As greater numbers of consumers and investors focus on the impact that their purchasing and investment decisions have on the environment, companies are responding by increasing the amount of information they communicate about their products’ environmental and sustainability benefits. But along with such additional information come some questionable and oftentimes misleading and hard-to-verify claims as well – what is known in the industry as “greenwashing.” The U.S. Federal Trade Commission (FTC) will be taking a look at these potentially deceptive marketing practices when it conducts its scheduled ten-year regulatory review of the Guides for the Use of Environmental Marketing Claims (Green Guides) next year. The Green Guides haven’t been updated since 2012, but with increasing concerns over climate change, carbon footprints and pollution, the time is ripe for the federal government to significantly overhaul its green regulations to keep pace with a changing marketplace.
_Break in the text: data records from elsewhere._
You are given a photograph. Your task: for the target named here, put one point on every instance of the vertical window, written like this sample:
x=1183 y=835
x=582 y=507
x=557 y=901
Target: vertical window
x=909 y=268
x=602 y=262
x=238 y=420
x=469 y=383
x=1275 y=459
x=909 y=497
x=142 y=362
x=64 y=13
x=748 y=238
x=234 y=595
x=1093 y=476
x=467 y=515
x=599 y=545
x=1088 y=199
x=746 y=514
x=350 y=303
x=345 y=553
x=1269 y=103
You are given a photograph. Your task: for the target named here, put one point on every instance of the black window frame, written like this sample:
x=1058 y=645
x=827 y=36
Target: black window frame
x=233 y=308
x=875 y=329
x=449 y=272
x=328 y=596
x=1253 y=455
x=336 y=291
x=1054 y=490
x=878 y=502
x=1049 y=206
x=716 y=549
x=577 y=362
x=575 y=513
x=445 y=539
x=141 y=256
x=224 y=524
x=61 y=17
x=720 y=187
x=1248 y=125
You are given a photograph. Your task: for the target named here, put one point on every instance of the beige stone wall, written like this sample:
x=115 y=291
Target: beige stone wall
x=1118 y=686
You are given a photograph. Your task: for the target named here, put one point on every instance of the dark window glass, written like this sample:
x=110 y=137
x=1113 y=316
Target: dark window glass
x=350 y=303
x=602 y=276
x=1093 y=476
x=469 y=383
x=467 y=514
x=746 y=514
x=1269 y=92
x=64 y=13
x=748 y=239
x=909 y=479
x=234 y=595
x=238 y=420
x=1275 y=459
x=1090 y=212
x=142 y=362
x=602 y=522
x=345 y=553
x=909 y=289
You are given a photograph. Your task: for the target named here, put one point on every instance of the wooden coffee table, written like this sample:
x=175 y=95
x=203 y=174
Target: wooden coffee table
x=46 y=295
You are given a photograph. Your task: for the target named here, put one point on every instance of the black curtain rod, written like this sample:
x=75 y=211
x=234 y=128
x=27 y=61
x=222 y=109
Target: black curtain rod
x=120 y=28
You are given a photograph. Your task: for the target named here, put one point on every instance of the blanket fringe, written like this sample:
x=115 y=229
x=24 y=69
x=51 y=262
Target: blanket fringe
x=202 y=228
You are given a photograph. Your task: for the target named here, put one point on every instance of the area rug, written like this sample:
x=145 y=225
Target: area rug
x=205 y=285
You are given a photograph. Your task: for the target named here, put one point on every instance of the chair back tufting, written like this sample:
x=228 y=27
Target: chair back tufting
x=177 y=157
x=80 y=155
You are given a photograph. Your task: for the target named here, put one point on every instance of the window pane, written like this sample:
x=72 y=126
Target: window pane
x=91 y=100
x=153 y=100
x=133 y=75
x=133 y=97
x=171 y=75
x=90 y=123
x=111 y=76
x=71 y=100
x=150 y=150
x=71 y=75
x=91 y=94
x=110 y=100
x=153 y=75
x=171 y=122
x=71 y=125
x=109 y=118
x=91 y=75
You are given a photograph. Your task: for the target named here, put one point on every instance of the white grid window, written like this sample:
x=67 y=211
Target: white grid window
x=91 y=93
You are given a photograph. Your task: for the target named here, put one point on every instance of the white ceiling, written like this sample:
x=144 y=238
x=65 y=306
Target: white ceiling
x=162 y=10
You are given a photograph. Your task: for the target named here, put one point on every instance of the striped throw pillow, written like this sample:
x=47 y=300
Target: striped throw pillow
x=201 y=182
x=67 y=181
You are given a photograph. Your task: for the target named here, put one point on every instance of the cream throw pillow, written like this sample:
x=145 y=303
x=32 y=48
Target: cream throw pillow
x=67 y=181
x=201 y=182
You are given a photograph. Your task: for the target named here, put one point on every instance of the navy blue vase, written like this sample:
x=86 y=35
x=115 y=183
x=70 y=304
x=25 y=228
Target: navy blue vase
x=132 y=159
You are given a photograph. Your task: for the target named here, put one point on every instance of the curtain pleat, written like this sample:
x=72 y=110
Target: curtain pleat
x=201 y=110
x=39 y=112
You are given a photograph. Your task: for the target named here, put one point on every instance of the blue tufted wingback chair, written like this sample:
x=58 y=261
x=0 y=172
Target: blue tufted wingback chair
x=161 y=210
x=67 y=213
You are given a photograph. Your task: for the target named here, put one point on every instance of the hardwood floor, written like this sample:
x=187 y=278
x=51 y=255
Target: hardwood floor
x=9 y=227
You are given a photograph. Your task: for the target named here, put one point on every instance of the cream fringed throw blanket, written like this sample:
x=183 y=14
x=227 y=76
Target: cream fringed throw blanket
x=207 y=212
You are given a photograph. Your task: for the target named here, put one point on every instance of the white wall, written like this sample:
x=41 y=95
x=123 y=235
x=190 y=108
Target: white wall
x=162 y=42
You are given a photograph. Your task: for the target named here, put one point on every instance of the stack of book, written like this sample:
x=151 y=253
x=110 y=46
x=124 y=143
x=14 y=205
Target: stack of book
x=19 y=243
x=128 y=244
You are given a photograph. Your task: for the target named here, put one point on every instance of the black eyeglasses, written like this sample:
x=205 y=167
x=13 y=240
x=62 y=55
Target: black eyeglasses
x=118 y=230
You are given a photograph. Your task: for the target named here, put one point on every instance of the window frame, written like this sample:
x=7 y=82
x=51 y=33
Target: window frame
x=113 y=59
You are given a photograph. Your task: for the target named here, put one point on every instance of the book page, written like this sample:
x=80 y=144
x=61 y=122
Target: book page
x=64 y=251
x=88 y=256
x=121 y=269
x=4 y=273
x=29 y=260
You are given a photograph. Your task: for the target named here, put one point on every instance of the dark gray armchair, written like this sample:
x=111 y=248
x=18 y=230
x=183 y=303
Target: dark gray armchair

The history of the Green Guides

Under Section 5 of the Federal Trade Commission Act, enacted in 1914, the FTC is charged with prohibiting “unfair or deceptive acts or practices in or affecting commerce” and promoting truth in advertising. After the FTC brought a series of enforcement actions in the 1970s and 1980s which challenged unsubstantiated claims about products being “biodegradable” and “ozone friendly,” it was decided that a comprehensive regulatory framework was needed. But in an effort to move quickly, the agency settled on issuing interpretive guidelines rather than legislative rules, and as a consequence, the Green Guides are “general statements of policy” and not binding regulations. The Green Guides do give companies valuable guidance regarding appropriate qualifications and disclaimers and the need for environmental claims to be supported by a reasonable basis, i.e. scientific evidence. Nevertheless, the regulatory review that will take place next year is an opportunity to put some teeth into the regulations by formalizing them as binding rules with the force of law. The FTC can accomplish this through a somewhat lengthy and cumbersome rulemaking process that would require advance notice and possibly extensive oral and written testimony. The FTC can also bypass some of the procedural rulemaking requirements if Congress passes a statute that expressly directs the agency to promulgate regulations. 
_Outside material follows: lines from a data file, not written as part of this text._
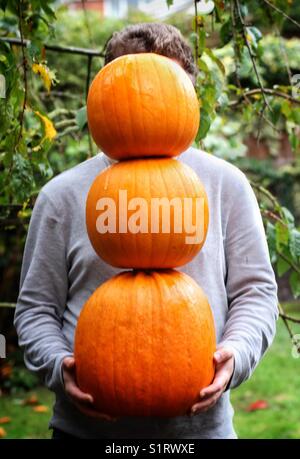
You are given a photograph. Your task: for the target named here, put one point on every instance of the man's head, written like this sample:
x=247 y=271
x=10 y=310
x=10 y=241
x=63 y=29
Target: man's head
x=153 y=37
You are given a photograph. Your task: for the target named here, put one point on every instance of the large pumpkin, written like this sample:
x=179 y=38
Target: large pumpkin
x=144 y=344
x=147 y=214
x=142 y=105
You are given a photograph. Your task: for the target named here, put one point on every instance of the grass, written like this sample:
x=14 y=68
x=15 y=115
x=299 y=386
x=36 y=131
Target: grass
x=25 y=422
x=276 y=380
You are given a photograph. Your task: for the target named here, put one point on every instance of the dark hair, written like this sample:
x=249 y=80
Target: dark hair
x=151 y=37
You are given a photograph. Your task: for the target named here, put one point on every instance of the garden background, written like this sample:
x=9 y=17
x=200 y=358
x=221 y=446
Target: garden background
x=248 y=54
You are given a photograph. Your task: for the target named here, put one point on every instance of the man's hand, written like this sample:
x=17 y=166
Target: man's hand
x=84 y=402
x=209 y=396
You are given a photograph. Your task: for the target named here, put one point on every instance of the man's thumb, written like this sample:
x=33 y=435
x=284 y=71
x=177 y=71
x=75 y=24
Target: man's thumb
x=69 y=363
x=222 y=355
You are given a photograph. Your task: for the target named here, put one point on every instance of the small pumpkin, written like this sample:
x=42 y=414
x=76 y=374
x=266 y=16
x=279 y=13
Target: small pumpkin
x=147 y=213
x=144 y=344
x=142 y=105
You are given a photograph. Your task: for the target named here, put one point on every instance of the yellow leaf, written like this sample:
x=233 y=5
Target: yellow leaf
x=5 y=420
x=41 y=409
x=50 y=131
x=45 y=74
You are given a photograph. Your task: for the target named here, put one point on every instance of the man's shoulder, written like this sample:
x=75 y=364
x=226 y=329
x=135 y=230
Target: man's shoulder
x=77 y=177
x=210 y=168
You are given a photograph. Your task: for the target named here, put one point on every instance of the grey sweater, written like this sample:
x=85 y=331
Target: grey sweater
x=60 y=271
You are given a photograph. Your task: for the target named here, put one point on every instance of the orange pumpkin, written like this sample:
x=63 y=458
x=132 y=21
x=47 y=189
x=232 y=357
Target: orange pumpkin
x=147 y=213
x=142 y=105
x=144 y=344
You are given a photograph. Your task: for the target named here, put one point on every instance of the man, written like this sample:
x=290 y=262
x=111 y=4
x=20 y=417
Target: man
x=60 y=271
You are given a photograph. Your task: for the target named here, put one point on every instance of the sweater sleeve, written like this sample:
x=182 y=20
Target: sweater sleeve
x=250 y=284
x=43 y=294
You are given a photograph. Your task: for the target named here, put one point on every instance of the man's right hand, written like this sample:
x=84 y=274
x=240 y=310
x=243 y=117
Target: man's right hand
x=84 y=402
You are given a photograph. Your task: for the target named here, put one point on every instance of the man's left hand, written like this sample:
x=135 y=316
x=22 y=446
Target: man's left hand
x=224 y=361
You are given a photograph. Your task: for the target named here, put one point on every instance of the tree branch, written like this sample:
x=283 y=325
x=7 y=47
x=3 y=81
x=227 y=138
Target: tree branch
x=271 y=92
x=24 y=64
x=282 y=12
x=252 y=56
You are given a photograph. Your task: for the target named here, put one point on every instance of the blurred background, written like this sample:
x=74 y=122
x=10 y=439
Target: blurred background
x=248 y=54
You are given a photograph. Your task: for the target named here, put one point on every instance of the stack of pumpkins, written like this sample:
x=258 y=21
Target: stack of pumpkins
x=145 y=339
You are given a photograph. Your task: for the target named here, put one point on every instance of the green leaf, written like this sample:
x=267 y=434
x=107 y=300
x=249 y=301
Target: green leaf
x=216 y=60
x=294 y=281
x=288 y=216
x=294 y=244
x=202 y=37
x=282 y=236
x=282 y=266
x=48 y=10
x=3 y=4
x=81 y=118
x=205 y=122
x=226 y=32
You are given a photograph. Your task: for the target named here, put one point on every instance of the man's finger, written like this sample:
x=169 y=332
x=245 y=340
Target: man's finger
x=74 y=392
x=222 y=355
x=206 y=404
x=95 y=414
x=69 y=363
x=218 y=384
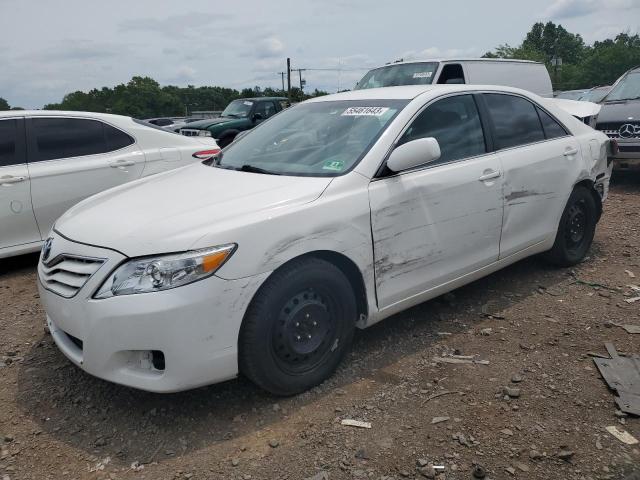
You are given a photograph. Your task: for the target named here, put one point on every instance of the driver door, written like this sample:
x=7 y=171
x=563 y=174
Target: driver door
x=438 y=222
Carbon offsets is a category suitable for clarification or change.

One area that would certainly benefit from increased regulatory standards and oversight is that of carbon offsets. Currently, the system that exists is a patchwork of informal markets and projects differing in quality and effectiveness. Private companies and nonprofits develop various programs, such as planting trees or restoring peatlands, which are designed to reduce carbon in the atmosphere, then calculate the amount of carbon allegedly reduced and issue credits. Third parties certify the credits and the programs themselves, and the credits are purchased by companies to reduce their carbon footprint or help meet their net-zero carbon emissions pledge. Unlike Europe, however, where the markets are regulated and mandatory, in the U.S. the marketplace is a morass of differing approaches and prices, making it difficult for consumers and investors to properly gauge just how effective the projects are in offsetting carbon emissions. Moreover, although the Green Guides recognize that companies will use third-party certifications, companies are still obligated to substantiate all claims by competent and reliable evidence, a difficult task given the largely unregulated nature of the carbon offset markets. In its press release, UGG® also claims that its newly designed Icon-Impact shoe is carbon-neutral, since it uses “low-impact materials with offsets for the small amount of emission they create.” A more robust regulatory framework under a revised set Green Guides would provide more certainty to consumers and companies alike in their efforts to evaluate and substantiate the truth of these types of environmental marketing claims.